Oded Lifshitz, hostage slain by Islamic Jihad, was journalist and peace activist

Lifshitz, among Nir Oz’s founders, defended expelled Bedouins, reported on infamous massacres of Palestinians by Israel-backed militias, and drove sick Gazans to Israeli hospitals

Oded (right) and Yocheved Lifshitz, in a cactus garden they planted outside their home, before October 7, 2023 (Amiram Oren)
Oded (right) and Yocheved Lifshitz, in a cactus garden they planted outside their home, before October 7, 2023 (Amiram Oren)

Oded Lifshitz, the hostage whose body was returned on Thursday to Israel, was a veteran journalist, long-time defender of Palestinian rights, and a founder of the kibbutz where he lived and was abducted.

He was taken hostage, aged 83, from his home in Kibbutz Nir Oz by Palestinian terrorists during Hamas’s October 7, 2023, attack on southern Israel alongside his wife Yocheved Lifshitz, 85.

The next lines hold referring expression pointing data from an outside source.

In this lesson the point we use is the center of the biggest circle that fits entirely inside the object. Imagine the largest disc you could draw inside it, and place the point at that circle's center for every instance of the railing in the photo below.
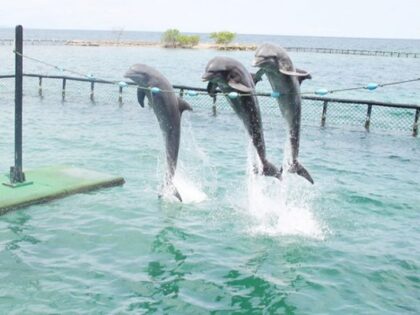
(322, 111)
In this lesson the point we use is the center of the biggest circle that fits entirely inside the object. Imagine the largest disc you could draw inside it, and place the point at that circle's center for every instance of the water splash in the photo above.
(280, 208)
(189, 190)
(188, 180)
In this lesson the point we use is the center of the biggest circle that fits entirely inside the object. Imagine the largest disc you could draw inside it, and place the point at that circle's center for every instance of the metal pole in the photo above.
(16, 173)
(120, 95)
(63, 93)
(416, 123)
(40, 87)
(214, 105)
(92, 90)
(324, 113)
(367, 122)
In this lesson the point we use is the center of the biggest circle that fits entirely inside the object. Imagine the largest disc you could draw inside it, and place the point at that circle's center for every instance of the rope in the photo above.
(232, 95)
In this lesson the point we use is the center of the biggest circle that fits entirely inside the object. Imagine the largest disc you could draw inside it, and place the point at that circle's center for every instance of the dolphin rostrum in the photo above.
(231, 76)
(285, 79)
(167, 107)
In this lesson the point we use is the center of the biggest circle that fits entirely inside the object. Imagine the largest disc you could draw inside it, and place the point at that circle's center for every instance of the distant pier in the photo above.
(229, 47)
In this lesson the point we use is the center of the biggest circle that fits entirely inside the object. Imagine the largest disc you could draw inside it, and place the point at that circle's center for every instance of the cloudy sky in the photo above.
(349, 18)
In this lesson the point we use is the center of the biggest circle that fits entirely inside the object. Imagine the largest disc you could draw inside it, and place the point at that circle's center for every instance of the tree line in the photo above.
(173, 38)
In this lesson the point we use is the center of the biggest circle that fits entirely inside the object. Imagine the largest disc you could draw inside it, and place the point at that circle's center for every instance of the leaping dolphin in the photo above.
(285, 79)
(231, 76)
(168, 109)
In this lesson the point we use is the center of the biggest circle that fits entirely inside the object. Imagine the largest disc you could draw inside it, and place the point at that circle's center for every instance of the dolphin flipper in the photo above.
(239, 86)
(183, 105)
(270, 170)
(141, 94)
(257, 77)
(298, 168)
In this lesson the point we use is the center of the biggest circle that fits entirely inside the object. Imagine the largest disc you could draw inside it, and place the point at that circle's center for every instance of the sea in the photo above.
(239, 243)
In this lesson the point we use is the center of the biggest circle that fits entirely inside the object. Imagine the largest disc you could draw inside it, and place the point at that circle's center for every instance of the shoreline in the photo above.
(136, 43)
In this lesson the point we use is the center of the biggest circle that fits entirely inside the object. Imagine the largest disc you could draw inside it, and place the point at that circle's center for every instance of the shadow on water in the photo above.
(17, 224)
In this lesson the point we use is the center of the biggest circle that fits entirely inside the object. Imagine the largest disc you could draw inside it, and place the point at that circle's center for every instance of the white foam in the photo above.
(281, 207)
(190, 192)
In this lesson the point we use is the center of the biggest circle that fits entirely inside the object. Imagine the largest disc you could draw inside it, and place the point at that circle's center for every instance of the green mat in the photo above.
(51, 183)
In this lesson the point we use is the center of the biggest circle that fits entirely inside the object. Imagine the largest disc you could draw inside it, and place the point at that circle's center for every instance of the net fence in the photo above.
(316, 111)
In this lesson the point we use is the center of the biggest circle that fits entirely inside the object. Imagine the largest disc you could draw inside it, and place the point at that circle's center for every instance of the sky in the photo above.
(350, 18)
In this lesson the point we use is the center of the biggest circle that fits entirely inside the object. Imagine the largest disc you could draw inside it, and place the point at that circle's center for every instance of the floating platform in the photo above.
(49, 183)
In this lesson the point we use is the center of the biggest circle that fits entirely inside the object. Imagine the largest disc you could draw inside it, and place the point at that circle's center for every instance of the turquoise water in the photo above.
(239, 244)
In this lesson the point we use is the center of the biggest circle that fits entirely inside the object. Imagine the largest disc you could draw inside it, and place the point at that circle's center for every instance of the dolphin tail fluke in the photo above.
(301, 171)
(170, 189)
(270, 170)
(183, 105)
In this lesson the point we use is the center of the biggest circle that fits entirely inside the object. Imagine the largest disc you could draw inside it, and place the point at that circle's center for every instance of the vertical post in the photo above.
(120, 95)
(16, 173)
(324, 113)
(214, 105)
(63, 93)
(40, 86)
(416, 123)
(367, 122)
(92, 90)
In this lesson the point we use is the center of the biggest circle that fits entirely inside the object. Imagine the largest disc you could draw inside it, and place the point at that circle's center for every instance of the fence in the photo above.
(316, 111)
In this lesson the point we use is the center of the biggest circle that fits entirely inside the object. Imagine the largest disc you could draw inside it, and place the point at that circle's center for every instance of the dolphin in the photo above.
(168, 108)
(285, 79)
(231, 76)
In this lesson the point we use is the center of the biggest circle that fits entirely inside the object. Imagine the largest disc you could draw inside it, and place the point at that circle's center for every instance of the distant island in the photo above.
(173, 38)
(138, 43)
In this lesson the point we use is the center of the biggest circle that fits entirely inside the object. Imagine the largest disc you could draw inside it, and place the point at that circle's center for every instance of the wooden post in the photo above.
(92, 90)
(63, 92)
(416, 123)
(324, 113)
(367, 122)
(40, 86)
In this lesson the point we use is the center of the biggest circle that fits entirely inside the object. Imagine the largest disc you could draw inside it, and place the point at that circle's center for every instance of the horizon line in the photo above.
(254, 34)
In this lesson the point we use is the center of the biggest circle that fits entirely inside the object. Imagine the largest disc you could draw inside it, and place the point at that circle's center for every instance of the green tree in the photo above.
(223, 38)
(170, 38)
(188, 41)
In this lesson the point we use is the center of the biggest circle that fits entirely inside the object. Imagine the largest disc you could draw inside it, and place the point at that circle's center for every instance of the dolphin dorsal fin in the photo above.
(140, 96)
(257, 77)
(307, 75)
(183, 105)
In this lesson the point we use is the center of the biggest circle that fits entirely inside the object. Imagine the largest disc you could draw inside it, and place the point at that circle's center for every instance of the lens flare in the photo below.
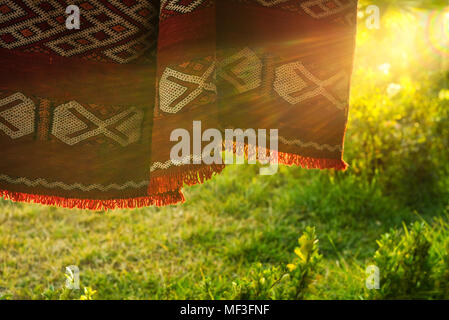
(438, 32)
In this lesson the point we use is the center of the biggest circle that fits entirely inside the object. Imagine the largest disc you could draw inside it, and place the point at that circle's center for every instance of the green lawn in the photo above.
(236, 234)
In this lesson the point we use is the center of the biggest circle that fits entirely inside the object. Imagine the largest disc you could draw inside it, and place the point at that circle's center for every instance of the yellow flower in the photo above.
(291, 267)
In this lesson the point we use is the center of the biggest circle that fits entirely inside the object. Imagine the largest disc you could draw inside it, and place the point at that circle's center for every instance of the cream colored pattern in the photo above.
(170, 91)
(289, 81)
(65, 186)
(248, 70)
(84, 33)
(66, 123)
(21, 115)
(169, 163)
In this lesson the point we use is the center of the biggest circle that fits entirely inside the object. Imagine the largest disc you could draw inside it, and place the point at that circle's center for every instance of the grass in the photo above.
(238, 232)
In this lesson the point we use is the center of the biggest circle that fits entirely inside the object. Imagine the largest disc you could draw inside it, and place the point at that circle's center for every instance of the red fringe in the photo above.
(289, 158)
(157, 200)
(165, 190)
(187, 174)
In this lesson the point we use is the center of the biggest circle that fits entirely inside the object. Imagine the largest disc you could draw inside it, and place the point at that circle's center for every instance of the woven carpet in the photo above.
(86, 115)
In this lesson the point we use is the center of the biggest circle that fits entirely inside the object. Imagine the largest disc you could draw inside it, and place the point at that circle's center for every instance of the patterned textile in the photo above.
(86, 114)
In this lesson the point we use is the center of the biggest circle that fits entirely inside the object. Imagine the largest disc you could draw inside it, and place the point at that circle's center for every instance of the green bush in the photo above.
(413, 263)
(287, 283)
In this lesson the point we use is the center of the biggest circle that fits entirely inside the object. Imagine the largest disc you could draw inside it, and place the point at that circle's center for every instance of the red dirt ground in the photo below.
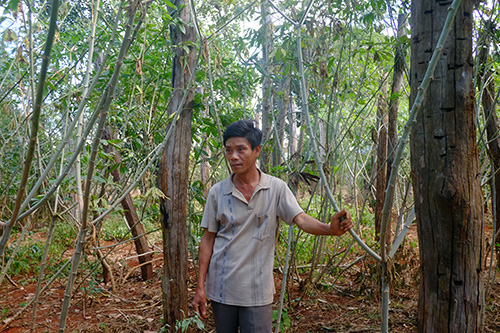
(353, 305)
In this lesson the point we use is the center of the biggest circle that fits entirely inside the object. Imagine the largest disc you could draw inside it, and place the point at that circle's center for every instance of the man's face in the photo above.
(240, 155)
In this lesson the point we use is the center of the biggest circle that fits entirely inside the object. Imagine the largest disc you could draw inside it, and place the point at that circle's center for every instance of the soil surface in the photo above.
(349, 303)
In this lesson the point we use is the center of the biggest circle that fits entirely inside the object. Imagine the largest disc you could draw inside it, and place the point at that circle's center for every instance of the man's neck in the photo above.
(247, 179)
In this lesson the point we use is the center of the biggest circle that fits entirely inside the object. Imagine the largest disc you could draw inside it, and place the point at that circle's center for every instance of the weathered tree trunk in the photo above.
(136, 227)
(381, 165)
(174, 173)
(267, 98)
(491, 120)
(445, 171)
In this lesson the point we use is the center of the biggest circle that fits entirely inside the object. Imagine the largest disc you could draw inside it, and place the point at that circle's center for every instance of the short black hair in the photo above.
(244, 128)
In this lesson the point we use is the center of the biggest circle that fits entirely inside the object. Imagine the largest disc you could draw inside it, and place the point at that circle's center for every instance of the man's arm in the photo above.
(336, 228)
(199, 302)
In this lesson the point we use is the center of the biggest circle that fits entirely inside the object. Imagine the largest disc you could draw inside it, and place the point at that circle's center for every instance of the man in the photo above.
(237, 248)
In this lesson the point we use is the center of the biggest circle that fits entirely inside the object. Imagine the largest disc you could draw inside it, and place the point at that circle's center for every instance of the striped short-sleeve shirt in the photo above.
(241, 267)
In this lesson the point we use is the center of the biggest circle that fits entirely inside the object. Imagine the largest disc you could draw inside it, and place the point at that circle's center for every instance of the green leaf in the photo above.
(9, 36)
(13, 5)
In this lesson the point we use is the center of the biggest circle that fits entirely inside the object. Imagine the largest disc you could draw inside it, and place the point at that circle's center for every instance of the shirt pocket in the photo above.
(264, 226)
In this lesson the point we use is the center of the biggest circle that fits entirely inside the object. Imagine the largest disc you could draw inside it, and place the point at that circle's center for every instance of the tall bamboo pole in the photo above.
(34, 124)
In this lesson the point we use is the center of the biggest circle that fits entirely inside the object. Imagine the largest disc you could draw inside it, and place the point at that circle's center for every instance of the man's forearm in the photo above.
(312, 226)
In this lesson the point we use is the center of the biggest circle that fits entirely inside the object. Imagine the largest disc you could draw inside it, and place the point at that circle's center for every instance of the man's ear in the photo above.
(258, 149)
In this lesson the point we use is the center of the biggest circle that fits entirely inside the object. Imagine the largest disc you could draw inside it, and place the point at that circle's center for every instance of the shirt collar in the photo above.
(229, 187)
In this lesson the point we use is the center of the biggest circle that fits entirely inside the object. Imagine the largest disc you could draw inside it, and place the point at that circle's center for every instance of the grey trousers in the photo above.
(255, 319)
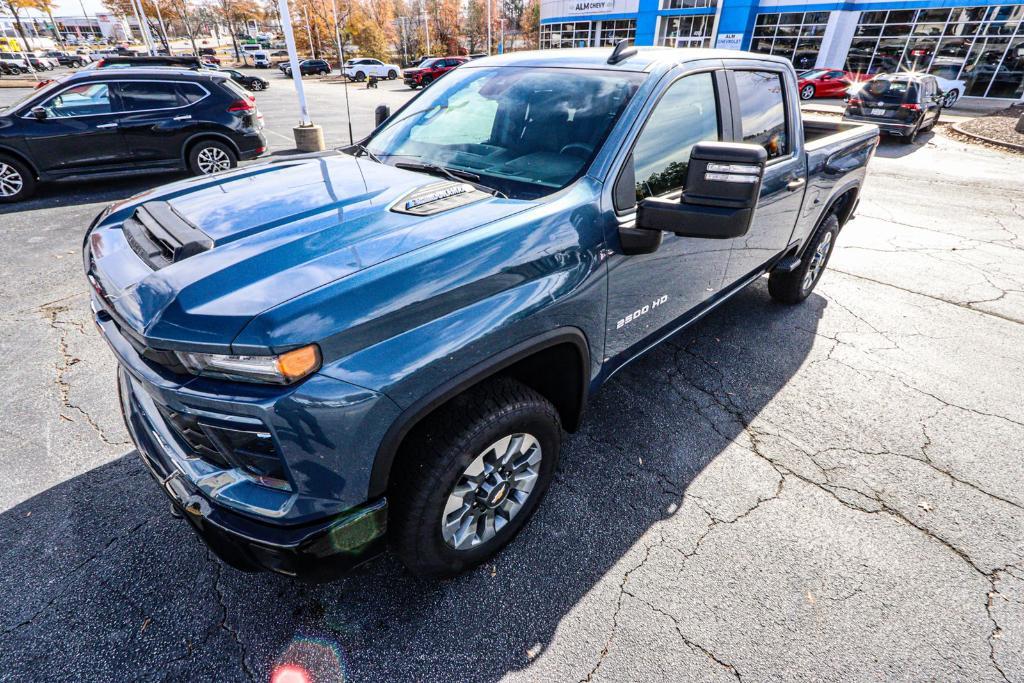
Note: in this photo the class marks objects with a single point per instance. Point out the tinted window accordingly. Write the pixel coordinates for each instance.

They were among 251 people taken hostage that day, after thousands of Hamas-led terrorists invaded southern Israel from the Gaza Strip, killing some 1,200 people, mostly civilians, and sparking the subsequent war.

Yocheved Lifshitz was released 16 days later, for what Hamas called “humanitarian reasons.”

Interviewed on Israel’s Kan public broadcaster on Wednesday, she said her husband had “fought for the Palestinians his whole life — they betrayed him and took him to hell.”

In a long career with the now defunct, left-leaning newspaper Al-Hamishmar, which was associated with the kibbutz movement, he defended Palestinian rights and advocated for peace.

Oded Lifshitz (Amiram Oren)

In 1972, he defended Bedouins who were expelled from the Sinai Peninsula by Israeli authorities.

A decade later, during the Lebanese civil war and Israel’s invasion of Lebanon, he was one of the first journalists to report on the Sabra and Shatila massacres in which Israeli-backed Christian militias killed between 800 and 2,000 Palestinians in Beirut refugee camps.

More recently, Lifshitz, an Arabic speaker, had been actively involved for years with Road for Recovery, an organization that helps Palestinians receive medical treatment in Israel.

According to his family, he would drive weekly to the Erez crossing on the Gaza Strip border to pick up sick Palestinians and transport them to Israeli hospitals.

In his free time, the father of four, grandfather, and great-grandfather played the piano and looked after his garden, where he planted cacti, according to Kibbutz Nir Oz. Lifshitz was among the community’s founders in 1955.

Yizhar Lifshitz, Oded’s son, told Channel 12 on Thursday that the family had feared for the elderly hostage’s life for a long time before receiving final confirmation on Thursday upon his body’s return.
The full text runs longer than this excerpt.